What’s a personal APR?

  • The APR you’ll be offered when you apply for a credit card will depend on your individual financial circumstances
  • It’ll be based on factors like your credit rating, how you manage your money and whether you’ve repaid any previous money you’ve borrowed
  • Your personal APR could be the same as the representative APR, or it could be higher depending on your application assessment and the credit limit you’re applying for

Different types of APRs

The representative APR is based on the amount of interest you’ll pay on purchases, but there are other types of APR that can also apply to your credit card:

  • Introductory APR - this is typically a lower than usual APR, sometimes even 0%, that’s given to new customers for a set number of months. Some credit cards offer introductory APRs on purchases, balance transfers or both
  • Balance transfer APR - this is the interest rate you’ll pay when you transfer a balance from one credit card to another. People often transfer their balance to another card when the introductory APR is about to end
  • Penalty APR - this is a high interest rate that can be applied if your credit card payment’s late or if you regularly spend over your credit limit. It can apply to both new and existing transactions on your card and can last for six months before it’s reviewed

How can I lower my credit card APR?

There are a few ways that you can bring down the interest rate on your credit balance, which include:

  1. Opening a credit card with an introductory 0% deal

    Whether you’re successful will depend on your credit history. Make sure you check if there’ll be a transfer fee and you should try your best to pay off the balance before the standard APR kicks in.

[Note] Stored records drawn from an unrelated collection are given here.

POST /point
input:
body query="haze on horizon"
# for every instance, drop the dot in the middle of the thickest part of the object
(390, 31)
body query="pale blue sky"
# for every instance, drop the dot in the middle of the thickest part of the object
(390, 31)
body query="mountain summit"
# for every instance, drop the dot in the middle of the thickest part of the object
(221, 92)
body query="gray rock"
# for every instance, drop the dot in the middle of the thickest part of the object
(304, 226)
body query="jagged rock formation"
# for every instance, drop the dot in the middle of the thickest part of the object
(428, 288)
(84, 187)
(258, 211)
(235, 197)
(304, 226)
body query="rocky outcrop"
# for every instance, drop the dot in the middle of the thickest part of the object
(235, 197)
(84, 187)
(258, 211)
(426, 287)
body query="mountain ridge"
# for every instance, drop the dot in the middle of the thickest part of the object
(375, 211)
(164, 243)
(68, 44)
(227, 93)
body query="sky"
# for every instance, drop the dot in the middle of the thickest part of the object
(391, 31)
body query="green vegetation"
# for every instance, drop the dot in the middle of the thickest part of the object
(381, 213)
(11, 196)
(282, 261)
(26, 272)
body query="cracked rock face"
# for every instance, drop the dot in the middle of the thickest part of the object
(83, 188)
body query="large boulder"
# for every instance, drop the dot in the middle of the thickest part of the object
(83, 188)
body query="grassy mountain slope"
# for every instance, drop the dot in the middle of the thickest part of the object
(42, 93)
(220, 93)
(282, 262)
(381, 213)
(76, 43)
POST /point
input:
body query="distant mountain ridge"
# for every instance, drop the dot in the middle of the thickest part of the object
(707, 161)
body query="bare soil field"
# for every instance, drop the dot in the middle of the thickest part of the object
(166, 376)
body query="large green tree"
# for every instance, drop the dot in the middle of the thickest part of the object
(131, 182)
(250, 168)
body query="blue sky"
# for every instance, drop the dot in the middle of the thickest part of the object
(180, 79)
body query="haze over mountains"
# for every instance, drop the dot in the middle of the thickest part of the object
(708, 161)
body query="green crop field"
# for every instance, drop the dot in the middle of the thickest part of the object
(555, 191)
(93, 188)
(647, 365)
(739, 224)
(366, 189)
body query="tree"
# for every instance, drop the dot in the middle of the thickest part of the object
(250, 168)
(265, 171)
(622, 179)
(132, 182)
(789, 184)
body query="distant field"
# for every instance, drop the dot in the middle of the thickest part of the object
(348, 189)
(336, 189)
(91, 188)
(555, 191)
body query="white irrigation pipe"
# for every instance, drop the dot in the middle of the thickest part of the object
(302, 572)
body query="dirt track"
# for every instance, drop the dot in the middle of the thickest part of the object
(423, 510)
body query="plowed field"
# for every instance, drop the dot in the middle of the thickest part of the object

  2. Speaking to your card provider

    It’s worth contacting your credit card provider to try and negotiate a lower rate. If you take time to compare other cards you can reference the competitive rates being offered.

  3. Paying more than the minimum payments

    If you pay just the minimum amount required it’ll take longer to clear your debt. It could also impact your credit rating over time. This could lead to higher APRs, so always try to pay off as much as you can.

  4. Building your credit score

    If you repay your debts on time and don’t exceed your credit limit on your cards you’ll be offered a lower APR than someone who regularly misses payments. A good credit score can help you get a better rate.

Choosing a credit card with the right APR for you

Which credit card’s right for you will depend on your circumstances and how you want to use the card. For example:

Balance transfer cards

If you want a better interest rate and help with your monthly repayments, you can try a balance transfer card. You may need to have a good credit rating and you’ll need to pay attention to when the low interest rate period ends to avoid getting caught out.

Credit builder cards

These cards could help you build your credit history. They typically have a low credit limit and high interest rates, but paying your bill on time can improve your credit rating and help you get better APR offers in the future.

Purchase cards

If you’re planning a big purchase like a car or a holiday, these cards usually have an interest-free period which can make it a cheaper way to borrow money. Again, you’ll usually need a good credit rating to get one.

Reward cards

Some cards will offer cashback, travel miles or store discounts when you use them. They often come with an annual fee and high interest rates, so you’ll need to make sure the benefits outweigh the costs.

When you’re looking for a credit card you’ll need to compare APRs, rewards and fees before you make a decision. And always be confident you can afford the minimum payment.